Saturday, May 9, 2015

"Desire and Disaster in New Orleans" is Nominated for Lillian Smith Book Award

Desire and Disaster in New Orleans:
Tourism, Race and Historical Memory
By Lynnell L. Thomas


New Orleans has long been a place of desire, luring visitors to the city “to do things that they felt they couldn’t do in other places,” said Lynnell L. Thomas.

But along with the pleasures that New Orleans offers — good food, music and other charms — it is a city with a painful past and sometimes disastrous present.

In Desire & Disaster in New Orleans: Tourism, Race and Historical Memory (Duke University Press, 2014), Thomas examines how New Orleans is presented — pre- and post-Katrina — in tourism advertising and through the guided tours that thousands of out-of-towners take every year.

“All of those things that I talk about, I’m a product of and appreciate,” said Thomas, a native of New Orleans. “It is this strange thing of being an insider and also being critical.”

Thomas earned a Master of Liberal Arts from Tulane University in 1997, and then went on to get a PhD from Emory University. She is now an associate professor and chair of American studies at the University of Massachusetts–Boston.

Thomas began to research the mythologies of New Orleans tourism when she discovered “servant” dolls sold in French Quarter souvenir shops.

A tag on a brightly dressed doll, Cleo, Market Lady, described her “high station” in a household that she ran smoothly, “respected by the other servants and loved by the family she served.”

But, wait a second, thought Thomas.
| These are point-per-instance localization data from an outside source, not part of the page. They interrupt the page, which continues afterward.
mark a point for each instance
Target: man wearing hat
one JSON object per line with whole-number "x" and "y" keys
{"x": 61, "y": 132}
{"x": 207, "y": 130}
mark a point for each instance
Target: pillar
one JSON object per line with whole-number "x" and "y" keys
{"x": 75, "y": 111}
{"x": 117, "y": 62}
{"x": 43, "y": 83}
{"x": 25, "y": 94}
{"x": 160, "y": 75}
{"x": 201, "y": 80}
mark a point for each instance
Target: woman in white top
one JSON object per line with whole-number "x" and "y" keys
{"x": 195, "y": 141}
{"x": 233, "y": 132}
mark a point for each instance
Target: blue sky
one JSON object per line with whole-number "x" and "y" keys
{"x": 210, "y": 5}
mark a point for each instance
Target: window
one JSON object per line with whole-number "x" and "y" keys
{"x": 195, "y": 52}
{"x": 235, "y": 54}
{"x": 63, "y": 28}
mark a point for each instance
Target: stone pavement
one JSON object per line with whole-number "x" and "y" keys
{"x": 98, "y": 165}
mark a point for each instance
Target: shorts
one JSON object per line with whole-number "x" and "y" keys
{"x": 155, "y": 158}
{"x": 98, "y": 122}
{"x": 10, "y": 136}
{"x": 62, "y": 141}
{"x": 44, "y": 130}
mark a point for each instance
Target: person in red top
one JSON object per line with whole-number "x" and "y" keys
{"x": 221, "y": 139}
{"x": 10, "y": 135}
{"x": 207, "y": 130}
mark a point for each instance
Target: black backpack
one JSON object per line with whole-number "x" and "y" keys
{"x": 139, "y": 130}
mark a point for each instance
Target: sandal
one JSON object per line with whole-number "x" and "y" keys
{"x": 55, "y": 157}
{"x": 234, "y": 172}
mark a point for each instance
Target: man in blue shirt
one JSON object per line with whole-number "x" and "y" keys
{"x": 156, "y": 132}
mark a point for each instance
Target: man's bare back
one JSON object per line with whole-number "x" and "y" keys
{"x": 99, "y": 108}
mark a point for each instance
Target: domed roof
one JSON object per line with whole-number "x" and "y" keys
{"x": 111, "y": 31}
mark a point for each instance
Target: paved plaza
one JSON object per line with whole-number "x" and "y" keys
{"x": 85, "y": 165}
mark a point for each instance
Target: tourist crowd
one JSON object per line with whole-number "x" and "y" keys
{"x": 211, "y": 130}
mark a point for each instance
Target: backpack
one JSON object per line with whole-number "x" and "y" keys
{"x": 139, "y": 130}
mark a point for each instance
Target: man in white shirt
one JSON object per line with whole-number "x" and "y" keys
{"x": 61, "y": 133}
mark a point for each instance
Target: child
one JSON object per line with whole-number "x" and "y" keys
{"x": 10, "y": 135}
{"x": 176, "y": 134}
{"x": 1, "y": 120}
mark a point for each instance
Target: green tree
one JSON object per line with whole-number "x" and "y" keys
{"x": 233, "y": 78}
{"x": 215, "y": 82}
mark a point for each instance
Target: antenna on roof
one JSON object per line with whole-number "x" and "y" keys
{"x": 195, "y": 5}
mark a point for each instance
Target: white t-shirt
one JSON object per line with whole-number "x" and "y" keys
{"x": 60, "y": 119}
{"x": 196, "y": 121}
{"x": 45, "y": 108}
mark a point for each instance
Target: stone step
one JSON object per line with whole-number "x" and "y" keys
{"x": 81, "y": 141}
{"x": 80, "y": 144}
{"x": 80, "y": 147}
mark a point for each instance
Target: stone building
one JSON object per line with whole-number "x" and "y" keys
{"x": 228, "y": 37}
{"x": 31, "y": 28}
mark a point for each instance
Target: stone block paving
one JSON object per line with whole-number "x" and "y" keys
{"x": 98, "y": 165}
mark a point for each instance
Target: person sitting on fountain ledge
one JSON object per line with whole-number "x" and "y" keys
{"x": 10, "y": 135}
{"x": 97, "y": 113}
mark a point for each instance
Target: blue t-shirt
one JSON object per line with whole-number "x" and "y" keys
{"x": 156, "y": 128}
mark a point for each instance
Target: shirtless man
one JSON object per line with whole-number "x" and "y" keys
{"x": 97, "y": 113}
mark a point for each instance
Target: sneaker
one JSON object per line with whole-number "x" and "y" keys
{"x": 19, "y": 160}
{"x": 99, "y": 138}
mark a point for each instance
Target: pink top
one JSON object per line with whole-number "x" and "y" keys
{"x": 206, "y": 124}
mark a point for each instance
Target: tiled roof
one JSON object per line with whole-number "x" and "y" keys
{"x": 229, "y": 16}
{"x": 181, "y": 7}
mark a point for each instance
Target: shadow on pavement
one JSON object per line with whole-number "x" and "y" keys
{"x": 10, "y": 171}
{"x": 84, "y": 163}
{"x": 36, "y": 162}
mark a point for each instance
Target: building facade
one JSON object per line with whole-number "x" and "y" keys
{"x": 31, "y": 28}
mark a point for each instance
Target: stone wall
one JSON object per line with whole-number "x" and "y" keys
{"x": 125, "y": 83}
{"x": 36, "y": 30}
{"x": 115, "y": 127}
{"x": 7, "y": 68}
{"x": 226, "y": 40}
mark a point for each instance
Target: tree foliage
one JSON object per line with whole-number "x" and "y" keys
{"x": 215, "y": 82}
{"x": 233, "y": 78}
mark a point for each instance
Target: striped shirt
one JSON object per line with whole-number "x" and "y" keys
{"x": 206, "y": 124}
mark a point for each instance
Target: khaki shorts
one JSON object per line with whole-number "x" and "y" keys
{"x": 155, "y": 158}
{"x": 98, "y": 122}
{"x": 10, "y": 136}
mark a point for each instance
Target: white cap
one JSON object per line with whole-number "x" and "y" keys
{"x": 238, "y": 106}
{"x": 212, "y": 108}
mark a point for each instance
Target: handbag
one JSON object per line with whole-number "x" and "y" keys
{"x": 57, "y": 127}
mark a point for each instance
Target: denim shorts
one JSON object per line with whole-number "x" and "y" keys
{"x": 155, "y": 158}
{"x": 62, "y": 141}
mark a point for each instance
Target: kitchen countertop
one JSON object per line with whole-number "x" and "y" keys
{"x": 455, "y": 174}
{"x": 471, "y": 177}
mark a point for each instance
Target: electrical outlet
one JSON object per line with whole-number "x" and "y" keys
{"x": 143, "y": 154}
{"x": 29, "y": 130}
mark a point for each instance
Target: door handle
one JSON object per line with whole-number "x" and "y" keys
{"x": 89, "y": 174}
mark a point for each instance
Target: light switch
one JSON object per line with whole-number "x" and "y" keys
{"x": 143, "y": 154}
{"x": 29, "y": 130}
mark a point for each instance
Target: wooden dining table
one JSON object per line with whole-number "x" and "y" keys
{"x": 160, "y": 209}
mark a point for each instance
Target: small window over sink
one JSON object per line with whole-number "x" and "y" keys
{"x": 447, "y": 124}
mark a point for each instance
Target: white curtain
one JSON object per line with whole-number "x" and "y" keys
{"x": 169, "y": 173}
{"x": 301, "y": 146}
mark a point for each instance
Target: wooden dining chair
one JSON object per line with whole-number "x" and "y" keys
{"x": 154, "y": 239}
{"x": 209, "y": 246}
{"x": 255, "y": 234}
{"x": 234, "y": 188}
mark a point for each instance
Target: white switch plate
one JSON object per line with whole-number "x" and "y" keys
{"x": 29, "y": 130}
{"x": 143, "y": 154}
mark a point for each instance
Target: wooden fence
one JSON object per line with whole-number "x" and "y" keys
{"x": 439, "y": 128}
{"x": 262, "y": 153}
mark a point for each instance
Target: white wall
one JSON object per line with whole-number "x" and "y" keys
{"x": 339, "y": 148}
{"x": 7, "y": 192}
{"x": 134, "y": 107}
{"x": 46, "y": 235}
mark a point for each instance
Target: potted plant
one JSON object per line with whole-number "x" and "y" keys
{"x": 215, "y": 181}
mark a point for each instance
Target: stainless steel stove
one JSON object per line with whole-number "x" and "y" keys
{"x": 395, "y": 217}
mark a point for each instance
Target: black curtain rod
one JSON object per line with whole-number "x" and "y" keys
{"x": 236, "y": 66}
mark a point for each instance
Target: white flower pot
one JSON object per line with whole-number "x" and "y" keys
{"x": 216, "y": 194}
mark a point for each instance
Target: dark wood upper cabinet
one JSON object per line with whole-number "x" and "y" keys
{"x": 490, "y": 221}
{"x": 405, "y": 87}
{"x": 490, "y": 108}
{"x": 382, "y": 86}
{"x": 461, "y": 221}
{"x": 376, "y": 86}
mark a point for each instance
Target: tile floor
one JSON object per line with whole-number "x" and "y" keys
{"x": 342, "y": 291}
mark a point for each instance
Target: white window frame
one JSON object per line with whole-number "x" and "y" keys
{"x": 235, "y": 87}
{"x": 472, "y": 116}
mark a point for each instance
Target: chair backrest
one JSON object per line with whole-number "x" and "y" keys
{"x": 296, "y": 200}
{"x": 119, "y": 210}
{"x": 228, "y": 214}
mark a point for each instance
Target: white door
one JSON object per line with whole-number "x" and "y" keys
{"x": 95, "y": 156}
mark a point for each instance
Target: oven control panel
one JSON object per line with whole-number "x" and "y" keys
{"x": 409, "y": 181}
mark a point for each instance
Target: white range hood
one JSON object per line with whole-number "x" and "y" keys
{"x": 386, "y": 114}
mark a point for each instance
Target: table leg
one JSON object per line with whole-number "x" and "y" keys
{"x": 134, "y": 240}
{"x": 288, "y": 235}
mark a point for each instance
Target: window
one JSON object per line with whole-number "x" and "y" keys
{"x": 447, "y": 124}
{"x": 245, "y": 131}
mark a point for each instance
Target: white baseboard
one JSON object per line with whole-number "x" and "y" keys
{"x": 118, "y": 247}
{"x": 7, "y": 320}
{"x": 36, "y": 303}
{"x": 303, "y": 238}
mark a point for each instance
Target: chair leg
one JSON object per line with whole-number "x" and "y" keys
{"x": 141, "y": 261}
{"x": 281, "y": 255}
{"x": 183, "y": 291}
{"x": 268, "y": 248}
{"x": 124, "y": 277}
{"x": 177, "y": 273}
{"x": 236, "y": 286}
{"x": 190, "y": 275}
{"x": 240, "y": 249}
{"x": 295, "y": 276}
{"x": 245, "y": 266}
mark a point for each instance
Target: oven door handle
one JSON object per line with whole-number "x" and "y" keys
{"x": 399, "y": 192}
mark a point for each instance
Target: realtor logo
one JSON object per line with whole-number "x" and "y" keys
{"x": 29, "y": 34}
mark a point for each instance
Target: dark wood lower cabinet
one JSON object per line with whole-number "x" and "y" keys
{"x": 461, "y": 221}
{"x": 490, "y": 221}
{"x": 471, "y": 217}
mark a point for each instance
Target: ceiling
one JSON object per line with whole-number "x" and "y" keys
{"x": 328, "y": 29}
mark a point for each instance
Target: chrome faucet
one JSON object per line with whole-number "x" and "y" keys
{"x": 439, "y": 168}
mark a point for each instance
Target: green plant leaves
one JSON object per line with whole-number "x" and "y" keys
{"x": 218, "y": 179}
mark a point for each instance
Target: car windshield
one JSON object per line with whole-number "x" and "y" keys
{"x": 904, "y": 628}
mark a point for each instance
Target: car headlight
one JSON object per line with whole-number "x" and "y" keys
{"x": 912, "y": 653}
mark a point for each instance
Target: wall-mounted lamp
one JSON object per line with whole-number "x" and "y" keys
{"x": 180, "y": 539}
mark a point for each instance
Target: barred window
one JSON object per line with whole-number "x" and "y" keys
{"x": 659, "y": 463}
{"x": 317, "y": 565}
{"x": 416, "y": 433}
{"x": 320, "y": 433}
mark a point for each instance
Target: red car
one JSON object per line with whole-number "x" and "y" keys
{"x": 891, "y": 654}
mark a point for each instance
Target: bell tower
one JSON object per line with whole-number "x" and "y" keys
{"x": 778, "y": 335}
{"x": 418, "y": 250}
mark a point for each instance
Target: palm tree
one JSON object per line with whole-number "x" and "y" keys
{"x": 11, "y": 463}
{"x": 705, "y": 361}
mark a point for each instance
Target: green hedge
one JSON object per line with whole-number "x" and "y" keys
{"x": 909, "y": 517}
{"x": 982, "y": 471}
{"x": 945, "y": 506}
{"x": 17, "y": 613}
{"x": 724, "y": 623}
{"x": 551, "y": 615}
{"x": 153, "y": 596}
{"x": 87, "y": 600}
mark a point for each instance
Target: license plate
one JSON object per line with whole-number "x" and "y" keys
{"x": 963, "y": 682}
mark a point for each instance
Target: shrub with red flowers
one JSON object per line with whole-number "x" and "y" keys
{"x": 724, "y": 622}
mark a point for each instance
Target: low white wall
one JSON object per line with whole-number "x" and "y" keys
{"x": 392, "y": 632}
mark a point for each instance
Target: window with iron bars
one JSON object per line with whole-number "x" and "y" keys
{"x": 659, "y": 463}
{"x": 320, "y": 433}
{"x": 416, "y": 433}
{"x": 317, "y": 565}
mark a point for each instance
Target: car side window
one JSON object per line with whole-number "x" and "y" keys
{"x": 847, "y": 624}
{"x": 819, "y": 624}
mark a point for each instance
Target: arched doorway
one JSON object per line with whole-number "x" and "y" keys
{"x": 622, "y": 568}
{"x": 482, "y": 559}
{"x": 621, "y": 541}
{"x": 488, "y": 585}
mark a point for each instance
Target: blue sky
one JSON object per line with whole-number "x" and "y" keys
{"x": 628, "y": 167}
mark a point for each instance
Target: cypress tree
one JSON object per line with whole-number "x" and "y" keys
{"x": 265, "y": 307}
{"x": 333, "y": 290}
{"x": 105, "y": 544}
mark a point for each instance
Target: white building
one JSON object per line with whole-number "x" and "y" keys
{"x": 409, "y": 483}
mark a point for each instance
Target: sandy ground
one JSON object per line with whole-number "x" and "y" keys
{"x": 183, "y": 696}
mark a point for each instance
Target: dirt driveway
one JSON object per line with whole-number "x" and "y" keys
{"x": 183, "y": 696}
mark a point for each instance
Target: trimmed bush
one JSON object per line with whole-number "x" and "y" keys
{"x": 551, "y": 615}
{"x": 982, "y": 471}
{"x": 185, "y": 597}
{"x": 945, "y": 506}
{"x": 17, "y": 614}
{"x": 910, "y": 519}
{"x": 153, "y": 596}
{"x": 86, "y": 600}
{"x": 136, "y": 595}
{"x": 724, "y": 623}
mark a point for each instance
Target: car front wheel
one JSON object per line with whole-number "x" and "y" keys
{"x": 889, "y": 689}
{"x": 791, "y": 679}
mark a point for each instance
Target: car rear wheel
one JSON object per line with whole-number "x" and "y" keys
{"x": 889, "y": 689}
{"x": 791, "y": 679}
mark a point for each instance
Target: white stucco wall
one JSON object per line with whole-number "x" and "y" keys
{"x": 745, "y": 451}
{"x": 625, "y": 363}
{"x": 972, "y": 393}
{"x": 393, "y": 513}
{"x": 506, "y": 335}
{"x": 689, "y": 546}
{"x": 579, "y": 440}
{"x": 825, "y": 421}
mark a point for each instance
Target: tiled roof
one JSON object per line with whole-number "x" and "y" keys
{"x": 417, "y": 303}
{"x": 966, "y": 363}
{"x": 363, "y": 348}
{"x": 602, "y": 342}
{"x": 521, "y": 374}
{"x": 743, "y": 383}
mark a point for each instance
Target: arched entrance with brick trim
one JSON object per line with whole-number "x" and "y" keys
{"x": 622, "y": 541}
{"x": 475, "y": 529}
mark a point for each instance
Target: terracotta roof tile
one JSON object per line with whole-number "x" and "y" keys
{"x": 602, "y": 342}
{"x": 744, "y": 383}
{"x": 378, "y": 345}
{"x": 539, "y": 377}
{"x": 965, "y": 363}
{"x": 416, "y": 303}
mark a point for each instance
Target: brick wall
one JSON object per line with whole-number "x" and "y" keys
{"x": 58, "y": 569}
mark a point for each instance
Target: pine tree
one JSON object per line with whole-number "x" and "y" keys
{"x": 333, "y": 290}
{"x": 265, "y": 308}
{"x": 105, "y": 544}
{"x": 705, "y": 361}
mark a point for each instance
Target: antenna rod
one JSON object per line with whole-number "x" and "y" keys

These attractive dolls ignore the fact that black women running households on a plantation before the Civil War were not “servants” but instead slaves performing “unpaid, coerced labor to sustain the plantation system.”

It is a disservice to the richness and depth of New Orleans culture to neglect, deny or distort the pain as well as the pleasure that is imbued in it, said Thomas. “It certainly won’t help us preserve it.”